The basic facts are: On June 16, 1969, the plaintiff’s son opened an account with the defendant brokerage house and, representing that his mother owned 1,700 shares of Acme Missile & Construction Corp., requested the broker to sell the same. In fact, she owned no such stock. The defendant broker, however, executed the sale at $5 per share, noted its commission, and credited the plaintiff with the proceeds of over $8,200. The settlement date came and passed, with no delivery *226of the stock, and notwithstanding, the broker rendered monthly statements through September, 1969, still crediting the plaintiff with the proceeds.
Come September 3, 1969, and the broker telegraphed his would-be client, the plaintiff, to the effect that unless the stock was delivered on the following day, he would be “ bought in ”. The stock not being tendered, the broker did just that, buying the stock at $2.75 per share, and realizing a profit of $3,434 on the transaction. Both parties claim this credit.

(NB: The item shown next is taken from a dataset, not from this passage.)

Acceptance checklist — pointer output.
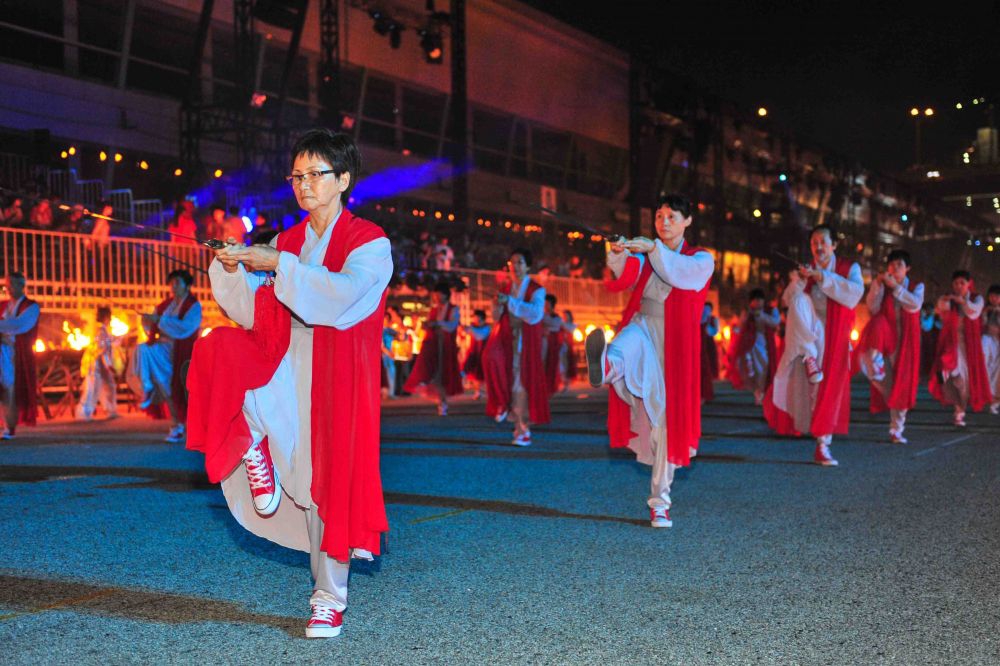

After a nonjury trial in the Civil Court of the City of New York (Pécora, J.), judgment was awarded in favor of defendant, on the main ground that the broker’s agency ended when the plaintiff failed to deliver the securities. Appellate Term (Lupiano, J., dissenting) found that it was the plaintiff’s fraud which rendered the agency nudum pactum, and that the courts should not countenance a fraud. The dissenting Justice reasoned, however, that the broker was an agent throughout, proclaimed itself as an agent, and collected commissions in the role of agent; and this agency was never terminated.
We agree with the dissenting Justice of the Appellate Court. No elaboration of rationale is required here, as the various theories were well explicated in a set of superior opinions by both the Civil Court and Appellate Term. It is our considered judgment that the defendant broker should not receive a bonanza when it is clear that from the Alpha to the Omega of these transactions, it was an agent and collected commissions for its limited role as such. Further, it was the defendant broker who unlawfully extended credit to the customer, waived the delivery date, and violated Regulation T, adopted by the Board of Governors of the Federal Reserve System (Code of Fed. Reg., tit. 12, § 220.4). But, as held by this court in Myer v. Shields & Co. (25 A D 2d 126), the customer’s right of action is not misaffected by his participation in a transaction which offends the margin requirements, as the dominant purpose of the rules is the protection of customers, not the broker. Thus, the plaintiff is not disabled from suing, and the defendant may not retain a windfall, carried on its books as a credit to the plaintiff, and which was, in large measure, the result of its own transgression of the regulations, and from transactions during which, at all times, it was the plaintiff’s agent.
Accordingly, the order of the Appellate Term and the judgment of the Civil Court should be reversed, on the law, with costs and disbursements to plaintiff-appellant, the judgment of the Civil Court vacated and judgment entered in favor of plain*227tiff-appellant, with costs, for the sum standing to her credit, i.e., $4,819.50.